There is, of course, nothing very alternative about residential, but it is nonetheless relatively new as an institutional asset class in this country. Although occupancy rates have dipped during the pandemic, this has done little to dampen the enthusiasm of those investors looking to build scale at pace. In the early years, the typical model was for purpose-built blocks in London and the largest regional cities, and the shortage of suitable stock meant that anyone looking to enter the sector would most likely have to build a portfolio from the ground up. More recently, the range of residential formats attracting interest has become far more diverse, and a highly competitive secondary market for good-quality stabilised assets has emerged. The forerunner of BTR, in many ways, was the student sector – and it was making a strong case for being considered mainstream prior to the pandemic. Investors have been understandably cautious while university life has been so heavily curtailed, but significant deals from the likes of GIC and Lone Star suggest investors are starting to look through the pandemic. As for life sciences, what was a very niche sub-sector has gained prominence as a direct consequence of the events of the past year.

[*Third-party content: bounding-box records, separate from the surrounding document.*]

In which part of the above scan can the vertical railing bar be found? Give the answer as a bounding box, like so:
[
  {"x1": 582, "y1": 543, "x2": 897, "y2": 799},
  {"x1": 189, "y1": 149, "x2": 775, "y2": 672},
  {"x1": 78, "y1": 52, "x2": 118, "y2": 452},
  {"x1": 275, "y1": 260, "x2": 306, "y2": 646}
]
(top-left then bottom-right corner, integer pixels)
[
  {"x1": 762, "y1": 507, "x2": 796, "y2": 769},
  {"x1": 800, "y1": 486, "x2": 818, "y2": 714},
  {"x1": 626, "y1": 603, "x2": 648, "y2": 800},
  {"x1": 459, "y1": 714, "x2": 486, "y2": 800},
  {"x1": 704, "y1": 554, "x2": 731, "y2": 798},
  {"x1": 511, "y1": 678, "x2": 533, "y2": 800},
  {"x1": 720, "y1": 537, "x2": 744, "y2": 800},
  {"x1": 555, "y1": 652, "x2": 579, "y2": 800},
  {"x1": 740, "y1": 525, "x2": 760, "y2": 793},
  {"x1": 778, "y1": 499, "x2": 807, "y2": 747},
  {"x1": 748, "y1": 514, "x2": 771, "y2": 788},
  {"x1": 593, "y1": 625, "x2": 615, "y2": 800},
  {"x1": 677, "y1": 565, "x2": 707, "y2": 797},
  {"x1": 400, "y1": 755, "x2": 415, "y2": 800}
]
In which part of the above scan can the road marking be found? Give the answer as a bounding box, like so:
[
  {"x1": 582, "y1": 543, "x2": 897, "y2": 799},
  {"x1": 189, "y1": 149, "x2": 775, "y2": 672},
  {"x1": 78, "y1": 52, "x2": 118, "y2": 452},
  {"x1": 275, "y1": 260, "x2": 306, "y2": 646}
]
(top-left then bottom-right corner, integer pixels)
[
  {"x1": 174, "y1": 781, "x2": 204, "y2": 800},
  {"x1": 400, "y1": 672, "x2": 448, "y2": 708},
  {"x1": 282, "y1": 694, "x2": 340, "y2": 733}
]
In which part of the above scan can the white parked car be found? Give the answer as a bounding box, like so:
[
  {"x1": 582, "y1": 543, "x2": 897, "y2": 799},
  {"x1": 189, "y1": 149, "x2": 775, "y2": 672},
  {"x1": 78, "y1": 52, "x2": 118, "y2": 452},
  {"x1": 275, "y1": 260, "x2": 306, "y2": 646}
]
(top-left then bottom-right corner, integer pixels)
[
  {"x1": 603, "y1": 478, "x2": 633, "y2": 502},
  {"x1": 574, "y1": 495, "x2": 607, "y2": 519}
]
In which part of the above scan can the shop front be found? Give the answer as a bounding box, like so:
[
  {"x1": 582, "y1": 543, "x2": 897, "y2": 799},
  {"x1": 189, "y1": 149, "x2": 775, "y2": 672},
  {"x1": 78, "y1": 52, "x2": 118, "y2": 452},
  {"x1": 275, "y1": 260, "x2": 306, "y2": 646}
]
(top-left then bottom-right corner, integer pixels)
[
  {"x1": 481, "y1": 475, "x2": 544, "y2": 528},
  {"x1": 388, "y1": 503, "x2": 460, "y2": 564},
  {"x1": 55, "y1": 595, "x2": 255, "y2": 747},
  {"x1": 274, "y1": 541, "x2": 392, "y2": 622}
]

Commercial property returns
- Investment research firm MSCI reports that commercial property values rose by an average of 0.6% in May. Following a 6.3% decline in 2020, average values have now picked up by 2% so far this year. However, that apparent rebound has been entirely driven by rapid growth in industrial values.
- Capital values in the industrial sector are up by 7.5% already this year and are now 11% higher than they were at the onset of the pandemic. Growth in this period has been similar across logistics and standard industrial assets, and has been strongest in London (up by 18%).
- For the first time in more than three years, the retail sector saw a monthly increase in average capital values in May. This turnaround has been driven by early signs of recovery in the retail warehouse market, where values have edged up by 1.6% over the last three months. In contrast, shopping centre and shop values are down by 4.4% and 3.6% respectively, over that same period.
- At a sector level, offices are now the worst performer, with values off by 0.2% in May and by 1.6% in the year to date (YTD). An exception to that trend has been office parks in the South East, with 2% YTD growth driven almost entirely by science parks in and around Cambridge.